Douglas Coupland
[Writer, b. 1961, Baden-Söllingen, Germany, lives in Vancouver, Canada.]

 I tried to think of a witty play on “Every picture tells a thousand words,” but then the whole word/picture thing collapsed on me. 

John Baldessari
[Artist, b. 1931, National City, California, lives in Venice, California.]

 I tend to think of words as substitutes for images. I can never seem to figure out what one does that the other doesn’t do. 

Wright Morris
[Writer and photographer, b. 1910, Central City, Nebraska, d. 1998, Mill Valley, California.]

 The photograph, after all, is just a photograph. Words will determine its meaning and status. 

Douglas Huebler
[Photographer and artist, b. 1924, Ann Arbor, Michigan, d. 1997, Truro, Massachusetts.]
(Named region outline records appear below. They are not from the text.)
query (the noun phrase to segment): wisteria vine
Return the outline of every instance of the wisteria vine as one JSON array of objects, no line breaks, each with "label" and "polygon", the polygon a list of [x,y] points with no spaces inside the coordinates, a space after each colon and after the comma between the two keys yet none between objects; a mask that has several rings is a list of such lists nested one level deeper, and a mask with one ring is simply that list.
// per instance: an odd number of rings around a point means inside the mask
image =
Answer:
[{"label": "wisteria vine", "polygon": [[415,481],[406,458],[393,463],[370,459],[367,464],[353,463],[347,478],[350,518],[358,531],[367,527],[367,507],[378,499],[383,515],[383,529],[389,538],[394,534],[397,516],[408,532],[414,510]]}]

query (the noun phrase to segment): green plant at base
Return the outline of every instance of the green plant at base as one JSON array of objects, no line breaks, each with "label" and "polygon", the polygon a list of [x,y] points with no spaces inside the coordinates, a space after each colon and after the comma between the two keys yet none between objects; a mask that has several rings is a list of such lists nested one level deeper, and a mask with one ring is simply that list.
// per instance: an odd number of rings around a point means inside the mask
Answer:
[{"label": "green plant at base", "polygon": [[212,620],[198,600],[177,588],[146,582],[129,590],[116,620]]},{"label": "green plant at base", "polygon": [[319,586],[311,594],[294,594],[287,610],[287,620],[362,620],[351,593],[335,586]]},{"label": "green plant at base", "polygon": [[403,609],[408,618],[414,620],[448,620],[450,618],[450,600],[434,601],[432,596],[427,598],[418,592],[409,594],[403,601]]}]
 What I say is part of the artwork. 

Robert Doisneau
[Photographer, b. 1912, Gentilly, Val-de-Marne, France, d. 1994, Montrouge, France.]

 If you take photos, don’t speak, don’t write, don’t analyze yourself, and don’t answer any questions. 

Arthur Rothstein
[Writer, b. 1915, New York, d. 1985, New Rochelle, New York.]

 ...a photographer must be aware of and concerned about the words that accompany a picture. These words should be considered as carefully as the lighting, exposure and composition of the photograph. 

James Agee
[Writer, b. 1909, Knoxville, Tennessee, d. 1955, New York.]

 If I could do it, I’d do no writing at all here. It would all be photographs. (In the 1941 book with photographs by Walker Evans Let Us Now Praise Famous Men) 

Errol Morris
[Documentary filmmaker, b. 1948, Hewlett, New York, lives in Cambridge, Massachusetts.]

 If you want to trick someone with a photograph, there are lots of easy ways to do it. You don’t need Photoshop. You don’t need sophisticated digital photo-manipulation. You don’t need a computer. All you need to do is change the caption.